Prove Set of all onto mappings from A->A is closed

[knowLittle]

Homework Statement

Prove that set of all onto mappings of A->A is closed under composition of mappings:

Homework Equations

Definition of onto and closure on sets.

The Attempt at a Solution

Say, $f$ and $g$ are onto mappings from A to A.
Now, say I have a set S(A) = {all onto mappings of A to A }, so $f$ and $g \in S$
Then,

$f o g(a_0) = f(g(a_0)) = f(a_i) , a_i, a_0 \in A; a_i$ represents all elements in A that are being hitted.
Now, the domain of $f$ is set A, since $g$ is onto. And now all elements in the domain of $f$ will hit all elements in the codomain of f.
Therefore, $fog \in S(A)$

Is this correct? Or is it weak, illogical, flawed ... ?

 

[PeroK]

Homework Statement

Prove that set of all onto mappings of A->A is closed under composition of mappings:

Homework Equations

Definition of onto and closure on sets.

The Attempt at a Solution

Say, $f$ and $g$ are onto mappings from A to A.
Now, say I have a set S(A) = {all onto mappings of A to A }, so $f$ and $g \in S$
Then,

$f o g(a_0) = f(g(a_0)) = f(a_i) , a_i, a_0 \in A; a_i$ represents all elements in A that are being hitted.
Now, the domain of $f$ is set A, since $g$ is onto. And now all elements in the domain of $f$ will hit all elements in the codomain of f.
Therefore, $fog \in S(A)$

Is this correct? Or is it weak, illogical, flawed ... ?

It's not correct. Both the general approach and the details are not right.

First, there's no need to introduce S(A) when you did. Stick with f and g being onto. You need to show that f o g is onto.

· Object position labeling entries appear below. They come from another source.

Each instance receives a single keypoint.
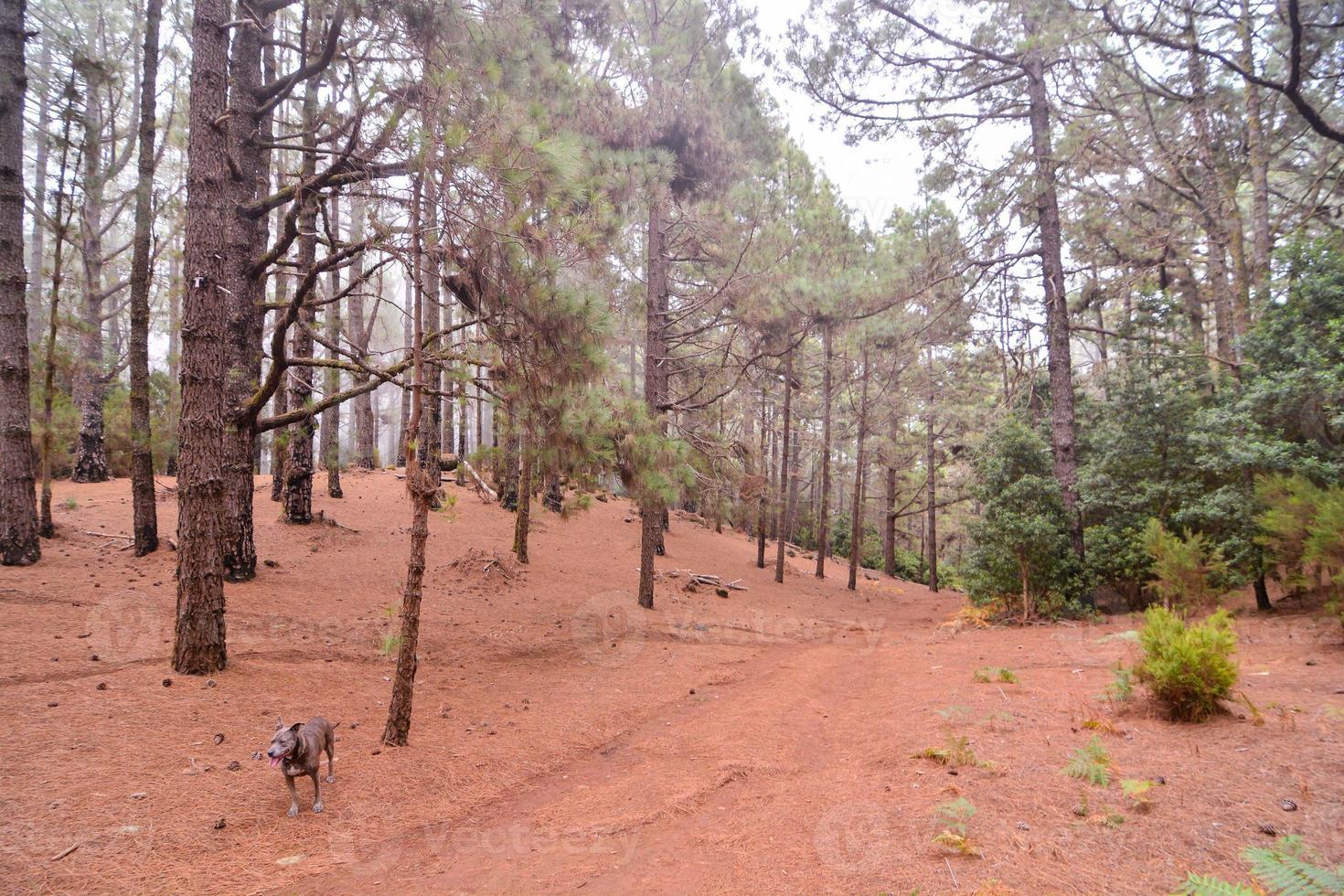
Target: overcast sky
(872, 177)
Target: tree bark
(19, 544)
(145, 521)
(784, 466)
(46, 528)
(860, 461)
(299, 465)
(824, 515)
(39, 192)
(329, 427)
(420, 488)
(523, 518)
(655, 391)
(199, 633)
(89, 387)
(1062, 429)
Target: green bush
(1189, 667)
(1187, 570)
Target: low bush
(1189, 667)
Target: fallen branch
(480, 484)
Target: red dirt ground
(565, 739)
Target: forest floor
(566, 739)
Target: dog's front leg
(293, 797)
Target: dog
(299, 752)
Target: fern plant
(1286, 868)
(1090, 763)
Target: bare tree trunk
(824, 515)
(784, 465)
(89, 386)
(1263, 245)
(765, 485)
(199, 635)
(523, 518)
(408, 334)
(46, 528)
(145, 521)
(930, 495)
(329, 429)
(860, 463)
(1062, 430)
(280, 402)
(19, 543)
(655, 391)
(362, 334)
(39, 192)
(420, 488)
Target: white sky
(874, 176)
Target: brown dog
(299, 752)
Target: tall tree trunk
(89, 384)
(19, 544)
(765, 485)
(860, 463)
(824, 515)
(655, 391)
(1062, 430)
(408, 334)
(329, 429)
(299, 466)
(889, 509)
(362, 332)
(145, 521)
(930, 493)
(784, 465)
(46, 527)
(280, 437)
(523, 518)
(39, 192)
(199, 633)
(1263, 242)
(420, 488)
(249, 133)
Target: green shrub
(1286, 868)
(1189, 667)
(1187, 569)
(1090, 763)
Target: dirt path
(558, 744)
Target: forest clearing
(672, 446)
(761, 741)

Now, can you write down the definition of onto for f o g? Try writing it as:

"We need to show that ..."

 

[knowLittle]

Thanks.
We need to show that $fog$ is onto or in other words
fog = z = f(g(x)) =A?

f: A-> A : f(a) = A
g: A ->A: g(a) = A

Is this correct?

 

[SammyS]

Thanks.
We need to show that $fog$ is onto or in other words
fog = z = f(g(x)) =A?

f: A-> A : f(a) = A
g: A ->A: g(a) = A

Is this correct?

You need to show that for every z in A, there is an x in A such that $\ (f \circ g) \, (x)=z \$ .

 

[knowLittle]

Still not very sure on how to start.
BTW, is there anything rescuable from my first approach?

 

[SammyS]

Still not very sure on how to start.
BTW, is there anything rescuable from my first approach?

Sure.

Having f & g be chosen from set S is fine.

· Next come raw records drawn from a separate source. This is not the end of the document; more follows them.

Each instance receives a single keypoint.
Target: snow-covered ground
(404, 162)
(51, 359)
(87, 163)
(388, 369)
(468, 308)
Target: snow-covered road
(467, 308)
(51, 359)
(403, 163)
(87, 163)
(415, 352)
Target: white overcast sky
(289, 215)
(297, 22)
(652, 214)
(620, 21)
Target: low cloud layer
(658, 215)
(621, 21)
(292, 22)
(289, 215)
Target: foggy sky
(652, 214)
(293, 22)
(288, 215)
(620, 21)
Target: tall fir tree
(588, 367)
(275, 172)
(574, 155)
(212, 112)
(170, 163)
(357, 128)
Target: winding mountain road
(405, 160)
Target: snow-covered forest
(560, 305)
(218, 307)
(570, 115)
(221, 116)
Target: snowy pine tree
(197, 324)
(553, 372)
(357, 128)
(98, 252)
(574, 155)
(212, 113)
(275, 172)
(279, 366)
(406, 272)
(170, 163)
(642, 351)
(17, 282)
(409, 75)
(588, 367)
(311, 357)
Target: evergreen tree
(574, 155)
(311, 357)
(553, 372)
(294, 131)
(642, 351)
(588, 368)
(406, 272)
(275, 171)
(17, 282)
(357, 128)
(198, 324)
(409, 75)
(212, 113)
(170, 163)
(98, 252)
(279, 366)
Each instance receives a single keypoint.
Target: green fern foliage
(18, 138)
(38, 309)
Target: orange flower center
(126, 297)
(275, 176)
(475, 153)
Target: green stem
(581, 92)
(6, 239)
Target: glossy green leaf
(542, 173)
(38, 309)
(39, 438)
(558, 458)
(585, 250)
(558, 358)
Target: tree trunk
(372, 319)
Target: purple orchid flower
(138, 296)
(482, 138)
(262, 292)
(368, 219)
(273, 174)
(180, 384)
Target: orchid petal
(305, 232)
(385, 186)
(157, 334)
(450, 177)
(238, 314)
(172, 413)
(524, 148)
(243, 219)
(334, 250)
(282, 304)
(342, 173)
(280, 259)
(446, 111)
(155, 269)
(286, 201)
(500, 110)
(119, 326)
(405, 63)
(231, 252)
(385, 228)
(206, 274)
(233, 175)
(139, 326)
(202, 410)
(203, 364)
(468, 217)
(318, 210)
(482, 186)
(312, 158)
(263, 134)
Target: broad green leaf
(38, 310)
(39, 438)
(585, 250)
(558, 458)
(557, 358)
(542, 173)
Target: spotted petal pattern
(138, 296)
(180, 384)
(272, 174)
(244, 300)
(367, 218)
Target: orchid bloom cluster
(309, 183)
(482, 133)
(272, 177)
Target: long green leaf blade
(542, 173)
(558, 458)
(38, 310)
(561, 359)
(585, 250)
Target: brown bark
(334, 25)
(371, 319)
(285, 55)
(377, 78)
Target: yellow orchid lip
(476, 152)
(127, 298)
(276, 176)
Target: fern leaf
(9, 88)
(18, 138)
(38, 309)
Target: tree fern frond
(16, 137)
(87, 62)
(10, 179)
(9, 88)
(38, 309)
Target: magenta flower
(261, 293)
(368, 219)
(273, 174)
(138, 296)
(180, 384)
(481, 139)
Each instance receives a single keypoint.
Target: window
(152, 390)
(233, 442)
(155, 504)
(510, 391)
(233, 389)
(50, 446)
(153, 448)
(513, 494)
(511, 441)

Then show that $\ f\circ g\$ is onto.

 

[PeroK]

Thanks.
We need to show that $fog$ is onto or in other words
fog = z = f(g(x)) =A?

f: A-> A : f(a) = A
g: A ->A: g(a) = A

Is this correct?

If you don't know the definition of onto, how can you prove a function is onto? Formal definitions are essential for rigorous mathematics.

Does the formal definition that Sammy gave you make sense?

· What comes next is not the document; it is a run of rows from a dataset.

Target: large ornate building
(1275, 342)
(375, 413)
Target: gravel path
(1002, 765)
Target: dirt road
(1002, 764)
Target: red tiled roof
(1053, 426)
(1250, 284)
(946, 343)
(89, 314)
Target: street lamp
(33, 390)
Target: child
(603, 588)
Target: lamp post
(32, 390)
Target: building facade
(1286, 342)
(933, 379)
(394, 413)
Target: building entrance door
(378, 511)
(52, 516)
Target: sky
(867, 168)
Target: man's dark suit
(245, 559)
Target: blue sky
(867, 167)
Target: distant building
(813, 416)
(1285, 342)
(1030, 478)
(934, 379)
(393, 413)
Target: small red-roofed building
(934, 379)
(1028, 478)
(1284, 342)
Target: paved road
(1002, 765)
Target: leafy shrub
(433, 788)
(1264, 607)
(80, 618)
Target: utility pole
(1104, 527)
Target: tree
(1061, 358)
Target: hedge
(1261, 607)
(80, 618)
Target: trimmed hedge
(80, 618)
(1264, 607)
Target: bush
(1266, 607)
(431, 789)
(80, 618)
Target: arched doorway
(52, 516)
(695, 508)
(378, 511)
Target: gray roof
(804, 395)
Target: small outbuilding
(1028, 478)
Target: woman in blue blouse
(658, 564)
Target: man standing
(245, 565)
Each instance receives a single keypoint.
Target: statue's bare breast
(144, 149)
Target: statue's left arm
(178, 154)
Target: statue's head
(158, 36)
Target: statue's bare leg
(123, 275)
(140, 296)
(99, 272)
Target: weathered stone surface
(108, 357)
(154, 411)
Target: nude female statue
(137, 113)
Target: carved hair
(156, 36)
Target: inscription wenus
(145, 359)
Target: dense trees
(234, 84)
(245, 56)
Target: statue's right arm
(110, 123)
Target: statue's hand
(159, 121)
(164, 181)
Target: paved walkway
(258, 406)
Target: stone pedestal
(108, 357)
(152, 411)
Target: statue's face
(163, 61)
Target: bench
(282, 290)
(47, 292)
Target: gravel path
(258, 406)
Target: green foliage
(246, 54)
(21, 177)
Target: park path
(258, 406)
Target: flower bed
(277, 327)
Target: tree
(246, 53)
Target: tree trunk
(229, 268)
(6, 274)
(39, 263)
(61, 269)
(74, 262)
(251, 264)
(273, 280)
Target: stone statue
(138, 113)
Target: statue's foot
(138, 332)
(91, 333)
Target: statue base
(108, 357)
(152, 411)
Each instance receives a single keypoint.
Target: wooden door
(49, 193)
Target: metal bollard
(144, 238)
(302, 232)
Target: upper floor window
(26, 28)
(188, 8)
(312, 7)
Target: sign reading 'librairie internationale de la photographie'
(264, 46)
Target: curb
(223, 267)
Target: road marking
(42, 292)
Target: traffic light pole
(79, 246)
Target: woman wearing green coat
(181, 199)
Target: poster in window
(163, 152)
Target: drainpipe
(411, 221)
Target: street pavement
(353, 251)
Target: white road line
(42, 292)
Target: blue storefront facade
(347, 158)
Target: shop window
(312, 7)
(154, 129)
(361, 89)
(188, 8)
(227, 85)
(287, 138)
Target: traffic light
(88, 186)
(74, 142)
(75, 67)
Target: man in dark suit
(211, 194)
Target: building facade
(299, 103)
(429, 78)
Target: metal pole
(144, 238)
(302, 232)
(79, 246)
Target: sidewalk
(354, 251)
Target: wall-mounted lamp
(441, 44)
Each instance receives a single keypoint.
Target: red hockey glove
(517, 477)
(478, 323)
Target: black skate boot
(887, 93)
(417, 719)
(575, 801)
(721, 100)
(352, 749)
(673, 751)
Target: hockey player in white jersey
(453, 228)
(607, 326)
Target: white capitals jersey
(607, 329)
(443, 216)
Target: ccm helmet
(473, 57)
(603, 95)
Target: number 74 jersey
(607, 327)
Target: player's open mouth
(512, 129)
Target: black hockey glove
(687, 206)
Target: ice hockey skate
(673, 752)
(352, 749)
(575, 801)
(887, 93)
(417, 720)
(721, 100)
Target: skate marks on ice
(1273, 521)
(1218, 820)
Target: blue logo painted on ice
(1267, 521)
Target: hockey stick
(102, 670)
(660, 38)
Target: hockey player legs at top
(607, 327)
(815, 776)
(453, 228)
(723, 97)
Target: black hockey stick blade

I'd do two things to start. First, I'd write down what you know about f and g being onto.

Then, I'd find an example. Perhaps f, g: [0, 1] -> [0, 1], where f(x) = x^2 and g(x) = 1 - x. Check that these are onto, then show that f o g is onto. Why is f o g onto? Then, try to generalise this for any functions.